Note: The following is an excerpt from the introduction to the article as published in The Tax Lawyer. Author citations have been omitted for brevity. Tax Section members may read the article in its entirety in Adobe Acrobat format.
The “States” of the Federal Common Law Tax Doctrines
Jeffrey C. Glickman and Clark R. Calhoun*
On May 17, 2006, many of the nation’s leading state tax practitioners and scholars gathered at Georgetown University Law Center for the first annual State and Local Tax Symposium, co-sponsored by Georgetown University Law Center CLE and the American Bar Association Tax Section’s State and Local Tax Committee. The Symposium was titled “SALT and Tax Shelters—Policy, Practices and Problems,” and it featured presentations and discussions focused on understanding the nature of state tax shelters—or more appropriately, state tax planning—and the states’ attempts to combat them.

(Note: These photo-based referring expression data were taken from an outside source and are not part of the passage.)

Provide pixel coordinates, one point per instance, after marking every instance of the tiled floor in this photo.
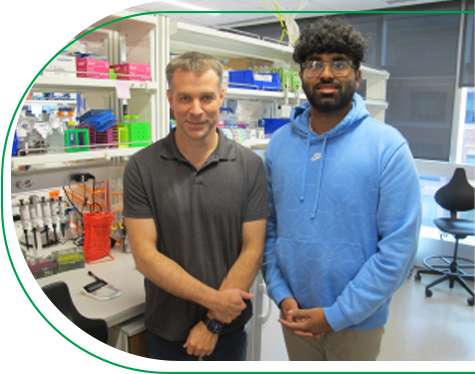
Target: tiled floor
(440, 328)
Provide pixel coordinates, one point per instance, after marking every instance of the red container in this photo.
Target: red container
(97, 243)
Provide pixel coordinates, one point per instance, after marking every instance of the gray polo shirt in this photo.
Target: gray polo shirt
(199, 216)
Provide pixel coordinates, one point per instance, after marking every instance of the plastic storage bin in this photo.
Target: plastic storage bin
(273, 124)
(248, 80)
(139, 132)
(74, 138)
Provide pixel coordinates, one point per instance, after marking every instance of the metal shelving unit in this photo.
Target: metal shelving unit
(135, 37)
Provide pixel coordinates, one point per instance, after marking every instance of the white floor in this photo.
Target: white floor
(440, 328)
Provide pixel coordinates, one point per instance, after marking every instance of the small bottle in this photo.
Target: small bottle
(55, 138)
(44, 116)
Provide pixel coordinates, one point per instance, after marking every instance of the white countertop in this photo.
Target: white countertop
(122, 273)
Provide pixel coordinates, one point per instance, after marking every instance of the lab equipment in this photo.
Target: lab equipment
(100, 289)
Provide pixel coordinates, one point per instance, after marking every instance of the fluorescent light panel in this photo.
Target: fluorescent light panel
(188, 6)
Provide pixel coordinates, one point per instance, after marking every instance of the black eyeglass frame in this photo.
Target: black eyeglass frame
(303, 65)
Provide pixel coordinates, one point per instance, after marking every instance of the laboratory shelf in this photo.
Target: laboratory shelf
(49, 102)
(223, 44)
(79, 84)
(58, 158)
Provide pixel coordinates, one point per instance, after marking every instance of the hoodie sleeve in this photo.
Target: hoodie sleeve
(398, 221)
(277, 287)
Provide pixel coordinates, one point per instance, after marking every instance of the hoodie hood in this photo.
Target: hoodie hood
(300, 123)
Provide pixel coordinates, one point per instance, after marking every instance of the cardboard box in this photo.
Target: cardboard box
(245, 63)
(92, 68)
(63, 66)
(135, 72)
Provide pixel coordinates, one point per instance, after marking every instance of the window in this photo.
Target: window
(467, 127)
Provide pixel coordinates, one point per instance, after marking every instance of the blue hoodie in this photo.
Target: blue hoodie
(345, 217)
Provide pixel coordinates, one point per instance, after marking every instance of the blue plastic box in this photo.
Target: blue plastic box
(245, 79)
(273, 124)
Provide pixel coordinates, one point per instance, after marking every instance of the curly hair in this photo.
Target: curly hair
(330, 36)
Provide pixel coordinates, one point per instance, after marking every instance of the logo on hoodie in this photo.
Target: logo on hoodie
(316, 156)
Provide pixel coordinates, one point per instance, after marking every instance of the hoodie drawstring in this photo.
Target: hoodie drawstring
(320, 177)
(304, 176)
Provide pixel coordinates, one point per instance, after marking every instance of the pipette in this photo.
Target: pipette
(34, 223)
(46, 217)
(25, 221)
(62, 216)
(54, 218)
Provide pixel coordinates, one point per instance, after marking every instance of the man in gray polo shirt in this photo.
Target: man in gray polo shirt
(196, 205)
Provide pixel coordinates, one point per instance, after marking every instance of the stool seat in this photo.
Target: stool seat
(456, 196)
(459, 227)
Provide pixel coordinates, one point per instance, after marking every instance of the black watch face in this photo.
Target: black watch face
(214, 327)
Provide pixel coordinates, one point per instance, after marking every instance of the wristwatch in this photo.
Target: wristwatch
(214, 326)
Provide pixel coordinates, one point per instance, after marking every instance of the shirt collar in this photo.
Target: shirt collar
(226, 149)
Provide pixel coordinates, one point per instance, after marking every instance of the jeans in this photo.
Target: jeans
(230, 347)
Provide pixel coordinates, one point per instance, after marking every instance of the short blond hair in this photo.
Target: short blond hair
(195, 62)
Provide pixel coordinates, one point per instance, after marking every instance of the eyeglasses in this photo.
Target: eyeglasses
(339, 68)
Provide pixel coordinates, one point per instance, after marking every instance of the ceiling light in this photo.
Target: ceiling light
(188, 6)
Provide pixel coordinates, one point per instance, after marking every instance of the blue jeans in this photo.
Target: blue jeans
(230, 347)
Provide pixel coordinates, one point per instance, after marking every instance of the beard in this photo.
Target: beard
(328, 103)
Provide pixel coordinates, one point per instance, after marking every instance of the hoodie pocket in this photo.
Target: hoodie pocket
(318, 271)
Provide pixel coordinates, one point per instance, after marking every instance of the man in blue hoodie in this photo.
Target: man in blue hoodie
(345, 207)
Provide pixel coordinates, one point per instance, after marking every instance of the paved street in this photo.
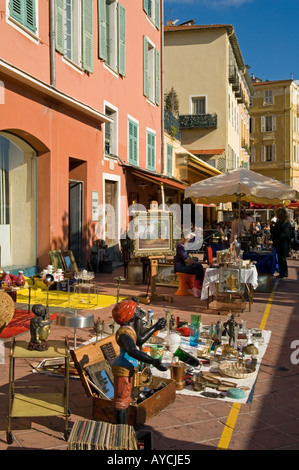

Over the years, states have developed many alternative methods of attacking what they believe to be impermissible tax planning by businesses. These methods include:
- forced combined reporting;
- alternative nexus theories;
- expense disallowance rules (for example, add-back statutes);
- throwback and throwout rules;
- 482-type provisions;
- use of alternative apportionment formulas;
- return reporting and disclosure requirements;
- increased penalties;
- voluntary disclosure programs; and
- use of federal judicial anti-avoidance doctrines (also known as federal common law tax doctrines—that is, economic substance, step transaction, sham transaction, substance over form, and business purpose).
This Article focuses on states’ attempts to apply the federal anti-avoidance doctrines to state tax transactions.Since 2000, there has been considerably more activity in this area at the federal level; thus, it should not be surprising that states have similarly become more aggressive in their attempts to apply these doctrines to undo the state tax benefits of business transactions. Speaking at the American Bar Association Tax Section’s State and Local Tax Committee meeting in Washington, D.C. on April 30, 1999, Peter Faber, a partner with McDermott Will & Emery, predicted an increased use of these doctrines at the state and local tax level, stating: "My sense is that the federal common law of taxation is coming to state taxation. I think we’re going to see more of this in the state and local tax arena. Once the state tax department starts doing it, they will mention it at FTA [Federation of Tax Administrations] meetings and so forth and everyone will do it."
There is no question that, in the last several years, states have aggressively attempted to eliminate a taxpayer’s ability to minimize or to eliminate its state tax burden in ways viewed by the states as frustrating the intent of their tax statutes, including applying these federal common law tax doctrines to various types of business transactions. As one might suspect, this has become another area where states have created inconsistencies among themselves. Not surprisingly, individual states have been guilty of inconsistent application within their own jurisprudence.
The goal of this Article is to provide tax professionals with a better understanding of the application of these federal tax doctrines at the state level. Part II provides a brief overview of the doctrines at the federal level. Part III.A summarizes recent congressional attempts to codify the economic substance doctrine and several successful efforts by states to address these doctrines in their statutes and regulations. Part III.B examines state administrative guidance and judicial opinions with regard to these doctrines in the corporate income tax, transaction tax (that is, sales-use and real estate transfer taxes), and property tax areas. Particular emphasis is given to the context in which the doctrines were and were not applied. Finally, Part IV provides some concluding thoughts for professionals who regularly find themselves providing transactional tax advice or who are called upon to issue legal opinions (whether or not for purposes of satisfying the financial reporting requirements for income tax reserves pursuant to FASB Interpretation 48 (FIN 48) or other financial accounting purposes) on the ability of a taxpayer to achieve a desired state tax result from a particular business transaction.